I’m running a C++ code that requires ITensor, which I built on the login node; after running it in the debug partition (where it works fine), I’m getting “Illegal instruction” error on some nodes in dpt partition.
If I understand correctly, this is due to some incompatibility with the CPUs of those nodes, do you have any idea how could I overcome this issue?
Best
Pietro
The list and type of node is given here https://baobabmaster.unige.ch/enduser/src/enduser/enduser.html#compute-nodes . You can specify the generation of the node by using the --constraint=“V2|V3|V4|V5|V6” flag for having node of generation 2 to 6. It is also possible to compile your software by ensuring you give a -m flag to gcc on an architecture that is old enough. If I remember correcly its something like westmere (-m westmere). Note that when you add a flag to gcc you may need to recompile all the library also as a single library using a too modern instruction will make you crash.
The simplest solution is to just restrict your node choice by a constraint.
Thank you Pablo, constraining to newer nodes worked.
Best
Pietro
Hello,
thanks to @Pablo.Strasser for the answer. In adition, in Baobab we compile the software with “core2” value for “-m” option to solve this issue.

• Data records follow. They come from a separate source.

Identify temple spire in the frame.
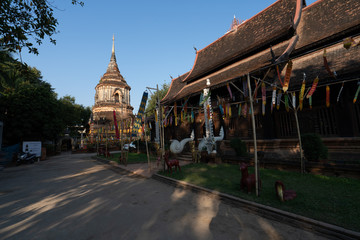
[110,34,116,62]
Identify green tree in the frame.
[0,0,84,54]
[0,53,91,144]
[145,83,169,115]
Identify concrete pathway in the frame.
[0,154,326,240]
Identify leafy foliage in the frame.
[0,52,91,144]
[230,138,247,157]
[145,83,169,115]
[301,133,328,161]
[0,0,84,54]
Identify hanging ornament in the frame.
[191,108,195,123]
[283,60,292,92]
[174,102,177,126]
[219,104,224,116]
[299,79,305,111]
[271,86,276,113]
[336,82,344,102]
[306,77,319,98]
[254,79,258,103]
[276,89,282,110]
[243,80,249,97]
[276,65,284,87]
[226,83,233,99]
[353,82,360,103]
[199,93,204,106]
[323,49,336,78]
[243,103,247,118]
[292,92,296,109]
[261,82,266,116]
[326,85,330,107]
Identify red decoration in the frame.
[240,163,256,193]
[275,181,296,202]
[164,151,181,173]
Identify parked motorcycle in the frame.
[16,152,37,165]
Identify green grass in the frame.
[101,153,154,164]
[160,164,360,231]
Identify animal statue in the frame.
[240,163,256,193]
[198,126,224,154]
[170,130,195,154]
[275,180,296,202]
[164,151,181,173]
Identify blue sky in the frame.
[21,0,315,114]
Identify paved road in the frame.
[0,154,322,240]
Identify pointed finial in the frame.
[111,34,115,53]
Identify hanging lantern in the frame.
[326,85,330,107]
[271,86,276,113]
[353,82,360,103]
[283,60,292,92]
[261,82,266,116]
[226,83,233,99]
[306,77,319,98]
[299,80,305,111]
[292,92,296,109]
[336,82,344,102]
[276,89,282,110]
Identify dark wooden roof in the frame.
[161,72,189,102]
[162,0,360,104]
[294,0,360,52]
[184,0,297,82]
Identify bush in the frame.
[230,138,247,157]
[301,133,328,161]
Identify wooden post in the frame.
[144,114,151,171]
[247,73,259,196]
[294,107,305,173]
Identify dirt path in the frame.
[0,154,325,240]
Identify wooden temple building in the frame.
[90,37,134,142]
[161,0,360,161]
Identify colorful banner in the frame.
[131,92,148,137]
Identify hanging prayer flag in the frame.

You can as well compile your software on an “old” compute node and it will work on the whole cluster.
Best
Yann
In addition note that compiling with an “-m=core2” you compile your code to be compatible with the whole cluster but you may also loose performance on the newer nodes as some instruction will not be used (e.g AVX, AVX2). So it may be a good idea to restrict your code to more modern node if your code gain a lot of performance from newer instructions.
Open question: if you compile your software with full optimization but with a compiler that was compiled using “-m=core2” do you expect you software to use AVX? If you rely on other libs provided by EasyBuild, you’ll have the non optimized ones as well.

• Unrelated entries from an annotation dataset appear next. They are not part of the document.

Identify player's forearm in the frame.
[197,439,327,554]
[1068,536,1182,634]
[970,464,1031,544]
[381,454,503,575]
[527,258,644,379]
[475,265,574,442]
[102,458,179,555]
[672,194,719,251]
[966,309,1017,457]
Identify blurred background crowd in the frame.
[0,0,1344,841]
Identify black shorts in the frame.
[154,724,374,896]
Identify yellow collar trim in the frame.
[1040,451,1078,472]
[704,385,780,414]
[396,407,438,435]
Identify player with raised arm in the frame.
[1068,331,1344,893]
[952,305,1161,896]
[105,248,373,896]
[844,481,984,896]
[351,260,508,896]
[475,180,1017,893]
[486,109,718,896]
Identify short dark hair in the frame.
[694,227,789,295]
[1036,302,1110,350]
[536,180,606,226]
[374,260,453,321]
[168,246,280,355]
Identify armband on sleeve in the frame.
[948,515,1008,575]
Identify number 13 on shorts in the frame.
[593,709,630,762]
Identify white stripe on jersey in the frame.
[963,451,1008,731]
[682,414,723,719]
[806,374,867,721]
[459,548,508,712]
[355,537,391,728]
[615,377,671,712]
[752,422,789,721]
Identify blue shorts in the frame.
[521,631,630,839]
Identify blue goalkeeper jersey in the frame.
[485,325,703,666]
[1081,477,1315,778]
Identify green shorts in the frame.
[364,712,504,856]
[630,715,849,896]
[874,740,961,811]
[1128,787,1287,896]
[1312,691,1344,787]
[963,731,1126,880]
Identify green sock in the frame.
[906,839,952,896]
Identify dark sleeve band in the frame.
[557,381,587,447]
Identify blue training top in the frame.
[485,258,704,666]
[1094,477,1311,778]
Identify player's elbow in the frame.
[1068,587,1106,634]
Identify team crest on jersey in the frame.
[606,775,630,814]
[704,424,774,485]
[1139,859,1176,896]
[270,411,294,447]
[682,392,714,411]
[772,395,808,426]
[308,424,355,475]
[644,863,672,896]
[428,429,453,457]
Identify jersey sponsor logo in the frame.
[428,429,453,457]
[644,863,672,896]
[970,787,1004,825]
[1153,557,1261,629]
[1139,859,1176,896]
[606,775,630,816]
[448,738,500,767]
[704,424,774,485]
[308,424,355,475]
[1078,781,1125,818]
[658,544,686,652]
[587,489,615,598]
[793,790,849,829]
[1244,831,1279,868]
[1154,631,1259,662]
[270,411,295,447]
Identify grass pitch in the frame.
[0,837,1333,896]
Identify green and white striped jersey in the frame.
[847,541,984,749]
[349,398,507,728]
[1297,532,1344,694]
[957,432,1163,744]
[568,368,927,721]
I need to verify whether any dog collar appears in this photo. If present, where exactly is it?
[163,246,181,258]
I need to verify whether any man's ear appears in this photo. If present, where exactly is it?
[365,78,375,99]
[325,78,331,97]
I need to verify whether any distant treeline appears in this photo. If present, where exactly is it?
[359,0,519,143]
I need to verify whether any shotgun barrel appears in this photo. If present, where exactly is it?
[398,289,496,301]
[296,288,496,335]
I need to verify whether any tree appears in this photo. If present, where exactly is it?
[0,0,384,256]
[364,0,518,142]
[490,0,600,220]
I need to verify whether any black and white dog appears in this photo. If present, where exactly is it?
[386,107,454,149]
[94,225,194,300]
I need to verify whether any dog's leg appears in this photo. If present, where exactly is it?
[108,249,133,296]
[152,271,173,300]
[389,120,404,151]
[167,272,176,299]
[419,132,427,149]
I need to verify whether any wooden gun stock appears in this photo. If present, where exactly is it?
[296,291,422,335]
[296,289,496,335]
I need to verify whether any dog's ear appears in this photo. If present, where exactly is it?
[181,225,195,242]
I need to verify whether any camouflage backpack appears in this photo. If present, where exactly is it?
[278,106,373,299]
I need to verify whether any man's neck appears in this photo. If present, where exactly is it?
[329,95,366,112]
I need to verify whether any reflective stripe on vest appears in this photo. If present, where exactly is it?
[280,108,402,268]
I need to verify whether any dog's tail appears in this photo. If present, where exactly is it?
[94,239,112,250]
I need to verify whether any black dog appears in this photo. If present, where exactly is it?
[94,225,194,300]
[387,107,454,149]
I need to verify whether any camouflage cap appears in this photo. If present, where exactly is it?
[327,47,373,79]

Does someone knows a software that has a huge performance improvement when using AVX and other fancy stuff? If yes, I would be interested to do a benchmark of that software. Thanks
To my knowledge except compiler bug, the binary produced by a compiler is always the same whatever compiler and optimisation flag was used to compile the compiler of course the optimisation level used to compile the libraries will have an effect.
Software that to my knowledge are known to be affected by compiler optimisation are numerical analysis libraries, especially Blas and Blas like librairies like Lapack. Intel MKL is also a library written by intel and optimized on there hardware. Tensorflow give a warning when run on an AVX capable machine with a binary that was not compiled with AVX. A quick google search found me this “benchmark” on tensorflow https://medium.com/@mychen76/build-tensorflow-to-get-free-performance-increase-from-cpu-839f4e1187ee .
To be more precise I expect all software that would take advantage of a GPU to gain performance when compiled with AVX on a CPU.
Hello,
Yes indeed, but as TensorFlow on Baobab should be run on GPU nodes only, this is probably not a real issue.
Probably yes. So I guess we should do a comparison with a software that isn’t ported to GPU and do benefite of AVX,FMA etc.